Schedule periodic maintenance (we do it during heartbeats every few days):

Read recent daily logs.
Identify significant events, lessons, or decisions.
Create or update knowledge cards for anything worth keeping.
Remove outdated info from MEMORY.md.
Archive daily logs older than 30 days if desired.

Think of it like a human reviewing their journal and updating their mental model. Daily files are raw notes. Knowledge cards are curated reference material.

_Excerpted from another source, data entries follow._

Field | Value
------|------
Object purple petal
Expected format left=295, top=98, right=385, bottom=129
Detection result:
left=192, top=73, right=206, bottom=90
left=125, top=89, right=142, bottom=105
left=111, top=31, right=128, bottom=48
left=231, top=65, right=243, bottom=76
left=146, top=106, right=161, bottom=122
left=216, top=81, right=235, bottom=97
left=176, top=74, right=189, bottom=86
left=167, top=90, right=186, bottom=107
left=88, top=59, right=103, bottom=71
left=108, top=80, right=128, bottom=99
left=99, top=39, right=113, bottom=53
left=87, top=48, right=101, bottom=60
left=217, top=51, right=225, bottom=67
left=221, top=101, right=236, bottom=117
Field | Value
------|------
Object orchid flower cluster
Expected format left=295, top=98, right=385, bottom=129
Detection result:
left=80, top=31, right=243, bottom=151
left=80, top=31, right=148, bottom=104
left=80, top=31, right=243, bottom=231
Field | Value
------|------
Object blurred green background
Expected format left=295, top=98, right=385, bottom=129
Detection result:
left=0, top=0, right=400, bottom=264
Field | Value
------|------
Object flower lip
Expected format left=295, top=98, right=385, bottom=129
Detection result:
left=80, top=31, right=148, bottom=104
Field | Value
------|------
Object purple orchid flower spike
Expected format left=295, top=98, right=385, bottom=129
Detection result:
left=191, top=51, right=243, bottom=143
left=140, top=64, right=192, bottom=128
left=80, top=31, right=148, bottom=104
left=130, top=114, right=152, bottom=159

Operational Cadence: Sweep, Ingest, Decay

The memory stack works best when you separate three jobs instead of stuffing them into one vague “maintenance” task.

1. Memory sweep

This is the judgment pass. Review recent sessions, pull durable decisions and corrections, update cards, and promote recurring mistakes into rules.

{
  "name": "memory-sweep",
  "schedule": {
    "kind": "cron",
    "expr": "0 */6 * * *",
    "tz": "America/New_York"
  },
  "payload": {
    "kind": "agentTurn",
    "message": "Review recent sessions. Update daily logs. Create or update knowledge cards for durable decisions, corrections, and lessons. Skip trivial chatter.",
    "model": "openai-codex/gpt-5.5"
  },
  "delivery": { "mode": "none" },
  "sessionTarget": "isolated"
}

2. Handoff ingest

If other machines or Claude Code sessions emit memory handoffs, ingest them on a short cadence so they do not rot in a folder.

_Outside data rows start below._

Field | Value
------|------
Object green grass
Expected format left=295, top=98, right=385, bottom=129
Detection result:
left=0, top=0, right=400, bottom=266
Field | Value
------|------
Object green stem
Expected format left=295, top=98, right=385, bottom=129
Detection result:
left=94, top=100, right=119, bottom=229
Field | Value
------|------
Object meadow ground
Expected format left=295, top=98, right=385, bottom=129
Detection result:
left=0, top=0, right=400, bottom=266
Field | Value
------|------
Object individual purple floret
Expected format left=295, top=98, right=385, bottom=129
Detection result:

*/30 * * * * bash ~/.openclaw/workspace/scripts/run-memory-handoff-ingest.sh

3. Card staleness scan

This is the decay pass. It does not create new knowledge. It finds cards whose claims are aging out and queues them for refresh or manual review.

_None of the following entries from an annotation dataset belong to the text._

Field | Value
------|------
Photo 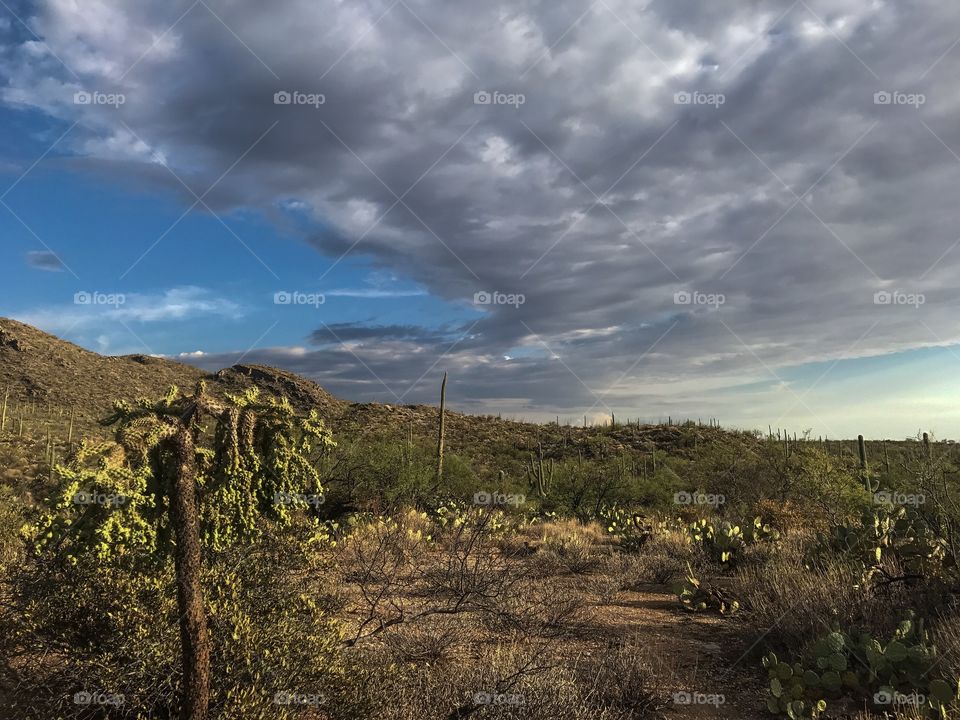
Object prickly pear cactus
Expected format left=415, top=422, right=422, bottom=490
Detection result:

0 4 * * * python3 ~/.openclaw/workspace/scripts/card-decay-scanner.py

A clean division of labor helps:

Job	Purpose	Typical cadence
Memory sweep	Distill recent work into durable memory	Every 6-12 hours
Handoff ingest	Pull machine-local memory proposals into canonical storage	Every 15-30 minutes
Card staleness scan	Flag aging or suspicious cards for refresh	Daily

If you blur those together, you usually get one of two bad outcomes: either the sweep becomes bloated and slow, or stale cards sit around forever because nobody owns the decay loop.

Verification

# Check Ollama is running with embedding model
curl -s http://127.0.0.1:11434/api/tags | jq -r '.models[].name' | grep -i embed
# Expected: qwen3-embedding:8b (or whatever you configured)

# Check memory file structure
echo "=== Master Index ==="
wc -c ~/.openclaw/workspace/MEMORY.md

echo ""
echo "=== Knowledge Cards ==="
ls ~/.openclaw/workspace/memory/cards/ | wc -l
echo "cards"

echo ""
echo "=== Daily Logs ==="
ls ~/.openclaw/workspace/memory/20*.md 2>/dev/null | wc -l
echo "daily log files"

echo ""
echo "=== MEMORY.md Size Check ==="
SIZE=$(wc -c < ~/.openclaw/workspace/MEMORY.md)
if [ "$SIZE" -gt 4096 ]; then
  echo "⚠ MEMORY.md is ${SIZE} bytes. Consider trimming (target: <2KB)"
else
  echo "✓ MEMORY.md is ${SIZE} bytes (healthy)"
fi

Gotchas

Local embeddings are more than good enough. qwen3-embedding:8b (5GB) or nomic-embed-text (274M / 1.6GB) both beat round-tripping to OpenAI’s embedding API for memory search. You need good enough relevance ranking, not SOTA - and the round-trip latency alone makes cloud embeddings a worse experience.
Don’t load the backup. If you migrated from a monolithic MEMORY.md, the backup file might be 50-60KB. Never load it in a session. It exists for reference only.
Card frontmatter matters for search. The tags and topic fields in YAML frontmatter improve semantic search accuracy. Don’t skip them.
Memory search before answering. Make it a habit: before your agent answers questions about past decisions, dates, or people, it should search memory first. This catches things the agent “forgot” because they weren’t in today’s context.